How to Fix Education and Racism

How to Fix Education and Racism
Schneps Media Jason Cohen

In underserved communities, especially the Bronx, over-policing on NYC public school students has a notoriously negative affect on children.

On Thursday, January 16, the New York Civil Liberties Union hosted a school-to-prison pipeline town hall at the Taft Educational Campus, 240 E. 172nd Street, to give students, organizers, advocates, policy experts and legislators an opportunity to discuss the impact policing has on students.

The school-to-prison pipeline refers to education and public safety policies that push students into the criminal legal system.

The NYCLU works to end zero-tolerance discipline policies, to limit the role of police in schools, and to reduce the reliance on invasive technologies like metal detectors and biometric surveillance systems that treat students with suspicion.

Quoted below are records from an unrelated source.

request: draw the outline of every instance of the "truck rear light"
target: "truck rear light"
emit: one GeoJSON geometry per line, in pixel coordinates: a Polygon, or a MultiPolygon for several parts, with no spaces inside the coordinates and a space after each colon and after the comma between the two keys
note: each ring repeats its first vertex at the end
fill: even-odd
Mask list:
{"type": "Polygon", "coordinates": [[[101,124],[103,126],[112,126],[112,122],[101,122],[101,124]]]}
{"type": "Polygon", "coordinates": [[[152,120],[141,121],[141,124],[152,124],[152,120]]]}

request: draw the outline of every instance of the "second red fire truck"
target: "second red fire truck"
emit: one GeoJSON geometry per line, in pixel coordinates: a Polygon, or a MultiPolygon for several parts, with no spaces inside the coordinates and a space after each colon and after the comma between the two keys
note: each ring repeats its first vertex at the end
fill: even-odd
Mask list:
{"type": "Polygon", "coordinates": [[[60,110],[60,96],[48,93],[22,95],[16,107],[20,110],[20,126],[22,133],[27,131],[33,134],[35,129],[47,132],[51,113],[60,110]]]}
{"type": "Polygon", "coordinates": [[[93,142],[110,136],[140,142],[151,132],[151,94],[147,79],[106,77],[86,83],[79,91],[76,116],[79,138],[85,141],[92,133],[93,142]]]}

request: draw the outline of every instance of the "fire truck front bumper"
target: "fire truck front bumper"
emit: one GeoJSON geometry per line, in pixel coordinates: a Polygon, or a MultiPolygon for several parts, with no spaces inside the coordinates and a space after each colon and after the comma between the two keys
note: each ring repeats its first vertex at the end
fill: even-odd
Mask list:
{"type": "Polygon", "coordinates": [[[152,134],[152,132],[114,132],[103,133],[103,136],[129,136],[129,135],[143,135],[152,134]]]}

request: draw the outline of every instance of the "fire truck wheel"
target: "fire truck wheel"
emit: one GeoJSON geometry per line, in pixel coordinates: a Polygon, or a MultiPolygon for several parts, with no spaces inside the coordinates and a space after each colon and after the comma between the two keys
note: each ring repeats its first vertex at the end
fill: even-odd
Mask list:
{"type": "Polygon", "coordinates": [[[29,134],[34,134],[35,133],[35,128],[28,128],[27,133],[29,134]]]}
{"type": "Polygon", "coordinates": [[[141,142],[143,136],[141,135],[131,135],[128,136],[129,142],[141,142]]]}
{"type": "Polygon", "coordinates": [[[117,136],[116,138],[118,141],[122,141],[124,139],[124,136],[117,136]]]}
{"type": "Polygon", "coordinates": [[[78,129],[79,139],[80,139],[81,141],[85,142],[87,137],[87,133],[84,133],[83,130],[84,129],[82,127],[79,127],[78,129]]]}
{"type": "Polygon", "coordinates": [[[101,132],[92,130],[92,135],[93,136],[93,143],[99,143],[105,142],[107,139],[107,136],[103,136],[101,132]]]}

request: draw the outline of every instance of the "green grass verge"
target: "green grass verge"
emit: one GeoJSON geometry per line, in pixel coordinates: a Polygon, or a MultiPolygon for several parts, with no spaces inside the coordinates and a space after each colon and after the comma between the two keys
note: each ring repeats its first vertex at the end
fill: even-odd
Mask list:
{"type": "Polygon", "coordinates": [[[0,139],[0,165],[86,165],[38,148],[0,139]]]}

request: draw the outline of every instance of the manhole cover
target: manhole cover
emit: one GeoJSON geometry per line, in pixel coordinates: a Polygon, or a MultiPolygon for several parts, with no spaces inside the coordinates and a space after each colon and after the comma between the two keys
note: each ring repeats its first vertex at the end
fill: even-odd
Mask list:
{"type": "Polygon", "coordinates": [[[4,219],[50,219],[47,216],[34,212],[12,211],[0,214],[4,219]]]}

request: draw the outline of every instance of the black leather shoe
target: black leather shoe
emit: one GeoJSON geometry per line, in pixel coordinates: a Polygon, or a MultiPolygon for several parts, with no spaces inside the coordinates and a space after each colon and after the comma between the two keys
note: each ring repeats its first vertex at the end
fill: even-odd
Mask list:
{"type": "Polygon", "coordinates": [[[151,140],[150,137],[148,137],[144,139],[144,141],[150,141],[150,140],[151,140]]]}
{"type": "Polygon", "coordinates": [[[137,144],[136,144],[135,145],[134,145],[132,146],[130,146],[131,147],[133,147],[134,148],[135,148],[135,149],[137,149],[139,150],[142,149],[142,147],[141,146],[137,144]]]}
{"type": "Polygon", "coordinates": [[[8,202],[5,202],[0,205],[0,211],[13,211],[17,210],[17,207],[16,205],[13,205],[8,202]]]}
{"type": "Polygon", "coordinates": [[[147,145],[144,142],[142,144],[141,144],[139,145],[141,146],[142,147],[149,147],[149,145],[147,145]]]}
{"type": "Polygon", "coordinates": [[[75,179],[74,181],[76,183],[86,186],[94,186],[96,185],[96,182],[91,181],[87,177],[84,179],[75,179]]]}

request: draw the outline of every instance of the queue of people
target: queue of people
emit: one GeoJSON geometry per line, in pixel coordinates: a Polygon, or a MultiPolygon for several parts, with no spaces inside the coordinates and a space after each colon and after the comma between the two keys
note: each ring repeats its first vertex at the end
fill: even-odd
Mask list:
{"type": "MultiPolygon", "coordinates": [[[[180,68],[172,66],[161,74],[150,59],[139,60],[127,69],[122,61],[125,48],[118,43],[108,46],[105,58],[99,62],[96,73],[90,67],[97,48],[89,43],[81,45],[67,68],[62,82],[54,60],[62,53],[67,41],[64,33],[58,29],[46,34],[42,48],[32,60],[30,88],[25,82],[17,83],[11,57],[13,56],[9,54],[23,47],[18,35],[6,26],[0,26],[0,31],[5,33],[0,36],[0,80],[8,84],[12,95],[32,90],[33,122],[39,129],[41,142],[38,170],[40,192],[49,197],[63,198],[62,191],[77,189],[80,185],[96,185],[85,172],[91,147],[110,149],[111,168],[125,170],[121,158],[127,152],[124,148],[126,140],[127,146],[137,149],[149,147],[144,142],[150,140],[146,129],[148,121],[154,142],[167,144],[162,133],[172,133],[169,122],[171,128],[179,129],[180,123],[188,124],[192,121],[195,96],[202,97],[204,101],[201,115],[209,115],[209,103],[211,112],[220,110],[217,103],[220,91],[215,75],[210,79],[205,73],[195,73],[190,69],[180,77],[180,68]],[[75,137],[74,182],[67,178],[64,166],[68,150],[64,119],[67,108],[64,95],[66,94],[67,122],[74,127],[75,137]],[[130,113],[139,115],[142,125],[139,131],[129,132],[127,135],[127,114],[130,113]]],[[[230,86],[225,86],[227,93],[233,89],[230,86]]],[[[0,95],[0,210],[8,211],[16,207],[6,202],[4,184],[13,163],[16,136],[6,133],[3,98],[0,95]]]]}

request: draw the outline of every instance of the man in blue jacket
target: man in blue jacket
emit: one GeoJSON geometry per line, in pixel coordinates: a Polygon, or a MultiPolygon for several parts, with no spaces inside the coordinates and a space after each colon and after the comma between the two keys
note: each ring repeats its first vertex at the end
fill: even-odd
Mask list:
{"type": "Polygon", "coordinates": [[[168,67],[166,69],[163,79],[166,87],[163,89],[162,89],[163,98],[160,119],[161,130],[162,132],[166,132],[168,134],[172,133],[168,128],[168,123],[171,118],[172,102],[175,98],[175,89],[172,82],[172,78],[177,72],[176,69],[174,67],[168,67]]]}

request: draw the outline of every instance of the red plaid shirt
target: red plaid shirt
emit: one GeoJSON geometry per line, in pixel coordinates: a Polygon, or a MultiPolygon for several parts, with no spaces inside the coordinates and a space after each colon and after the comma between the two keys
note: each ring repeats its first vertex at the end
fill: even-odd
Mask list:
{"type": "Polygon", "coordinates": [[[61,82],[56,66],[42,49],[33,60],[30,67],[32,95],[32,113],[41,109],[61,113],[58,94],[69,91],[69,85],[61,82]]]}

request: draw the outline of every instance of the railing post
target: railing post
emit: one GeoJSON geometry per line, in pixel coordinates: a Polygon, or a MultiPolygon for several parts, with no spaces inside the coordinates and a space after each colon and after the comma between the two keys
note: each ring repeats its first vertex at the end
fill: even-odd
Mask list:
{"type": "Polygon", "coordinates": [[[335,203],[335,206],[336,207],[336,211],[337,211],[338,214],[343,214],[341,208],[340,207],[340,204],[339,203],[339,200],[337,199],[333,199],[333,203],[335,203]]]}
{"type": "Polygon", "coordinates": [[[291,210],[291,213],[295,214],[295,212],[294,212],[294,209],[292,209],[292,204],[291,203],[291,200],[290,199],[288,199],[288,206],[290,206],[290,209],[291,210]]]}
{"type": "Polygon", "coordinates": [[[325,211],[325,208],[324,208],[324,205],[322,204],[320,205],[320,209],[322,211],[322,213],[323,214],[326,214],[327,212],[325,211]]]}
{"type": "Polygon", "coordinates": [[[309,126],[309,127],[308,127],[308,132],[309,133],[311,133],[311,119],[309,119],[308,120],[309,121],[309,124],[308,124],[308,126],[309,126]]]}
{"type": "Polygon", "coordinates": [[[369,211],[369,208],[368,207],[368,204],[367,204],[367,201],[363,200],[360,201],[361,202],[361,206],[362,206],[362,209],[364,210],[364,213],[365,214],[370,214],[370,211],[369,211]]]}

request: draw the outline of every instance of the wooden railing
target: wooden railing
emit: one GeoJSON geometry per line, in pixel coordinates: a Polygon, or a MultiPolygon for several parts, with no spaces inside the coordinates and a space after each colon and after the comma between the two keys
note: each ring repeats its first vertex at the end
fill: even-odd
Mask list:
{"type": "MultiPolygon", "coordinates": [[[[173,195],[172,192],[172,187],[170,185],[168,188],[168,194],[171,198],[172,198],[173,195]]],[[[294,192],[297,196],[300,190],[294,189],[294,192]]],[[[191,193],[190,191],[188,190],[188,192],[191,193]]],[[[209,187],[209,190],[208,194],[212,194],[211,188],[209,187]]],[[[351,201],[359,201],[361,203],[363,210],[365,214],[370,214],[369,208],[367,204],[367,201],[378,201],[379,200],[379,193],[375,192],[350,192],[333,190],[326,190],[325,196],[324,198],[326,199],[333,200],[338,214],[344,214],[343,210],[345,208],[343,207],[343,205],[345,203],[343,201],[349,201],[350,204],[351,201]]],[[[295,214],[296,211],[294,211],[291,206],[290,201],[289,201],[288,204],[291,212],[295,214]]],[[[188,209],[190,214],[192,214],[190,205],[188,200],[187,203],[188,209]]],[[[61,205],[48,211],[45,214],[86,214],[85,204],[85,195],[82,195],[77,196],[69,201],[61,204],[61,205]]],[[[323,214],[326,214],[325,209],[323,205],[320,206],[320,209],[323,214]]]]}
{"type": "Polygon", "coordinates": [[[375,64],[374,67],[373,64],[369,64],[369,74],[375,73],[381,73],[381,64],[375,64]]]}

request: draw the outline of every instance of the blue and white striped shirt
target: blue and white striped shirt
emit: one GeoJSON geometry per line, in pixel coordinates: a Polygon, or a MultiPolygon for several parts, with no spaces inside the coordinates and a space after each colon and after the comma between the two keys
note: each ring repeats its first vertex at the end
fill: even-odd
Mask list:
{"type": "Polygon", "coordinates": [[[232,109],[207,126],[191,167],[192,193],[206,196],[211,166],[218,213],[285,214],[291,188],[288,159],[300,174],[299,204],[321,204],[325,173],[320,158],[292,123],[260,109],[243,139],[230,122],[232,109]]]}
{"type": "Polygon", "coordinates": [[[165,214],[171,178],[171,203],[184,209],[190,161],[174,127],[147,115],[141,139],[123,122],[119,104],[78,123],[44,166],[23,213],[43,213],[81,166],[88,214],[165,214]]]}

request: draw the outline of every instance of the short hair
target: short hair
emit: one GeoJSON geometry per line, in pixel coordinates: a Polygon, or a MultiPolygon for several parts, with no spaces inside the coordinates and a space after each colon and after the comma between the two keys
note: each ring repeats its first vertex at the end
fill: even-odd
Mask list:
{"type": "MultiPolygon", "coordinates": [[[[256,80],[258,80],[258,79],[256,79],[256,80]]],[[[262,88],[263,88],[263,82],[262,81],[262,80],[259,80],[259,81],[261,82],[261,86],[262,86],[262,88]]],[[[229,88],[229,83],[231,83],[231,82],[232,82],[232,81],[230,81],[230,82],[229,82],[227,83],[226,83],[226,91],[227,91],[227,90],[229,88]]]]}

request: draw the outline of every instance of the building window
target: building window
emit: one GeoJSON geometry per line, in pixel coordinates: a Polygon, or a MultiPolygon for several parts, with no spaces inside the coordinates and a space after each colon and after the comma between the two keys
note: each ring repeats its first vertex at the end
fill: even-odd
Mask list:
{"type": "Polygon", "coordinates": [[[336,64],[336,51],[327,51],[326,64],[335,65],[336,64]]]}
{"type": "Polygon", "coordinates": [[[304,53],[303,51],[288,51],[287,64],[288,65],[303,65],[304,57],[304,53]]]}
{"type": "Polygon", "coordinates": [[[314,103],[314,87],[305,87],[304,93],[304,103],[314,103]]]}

The panelists at the event were, Carlos Torres, organizer of Save Our Streets, Tara Brown-Arnell, director, BronxConnect, Shani Douglas, teacher, Taft Educational Campus, Alliyah Logan, operations manager of the Teen Activist Project, New York Civil Liberties Union, Abe Cohen-Garcia, a teacher at the Bronx Arena High School in Soundview and Grisel Cardona, Parent Action Committee President.

Torres told the audience that a lot of the violence could be prevented if black and brown children were treated better in school. He noted that too often kids are disciplined before getting to the root of the problem.

“The first thing we need to do is recognize that the school to prison pipeline affects men and women of color,” he stressed. “As a society, we’re quick to judge and punish young people. Maybe it’s time to start listening.”

Logan, who attended elementary and middle school in the Bronx, but goes to high school in Manhattan, explained there is a drastic difference in education between the boroughs. She said her schools in the Bronx had many fights and metal detectors, yet in the city, that doesn’t occur.

“This is very transformative for me,” she remarked. “I realized how much we normalize violence.”

Cardona, who has two children in the school system, always tells them to be part of the solution, not the problem. More importantly, she doesn’t want them to be suspended often like she was.

“Unfortunately students of color are more likely to be suspended and more likely to start a path toward the criminal justice system,” Cardona said. “As an active parent advocate, I want to make a difference for more than just my children.”

Among the attendees was Ashley Fernandez, a senior at Dreamyard Prep. Fernandez, who emigrated from the Dominican Republic when she was younger, experienced bullying firsthand because of her skin color and schools didn’t want her because she didn’t speak English.

She hopes that more people in the community think like the panelists and realize that how black and brown people are treated in schools is wrong.

“Usually as a teen, we don’t think we have the support we need,” she said. “I’m motivated to becoming better, to be listening more and doing something better for the community. Just because you have different skin doesn’t make you any better than us.”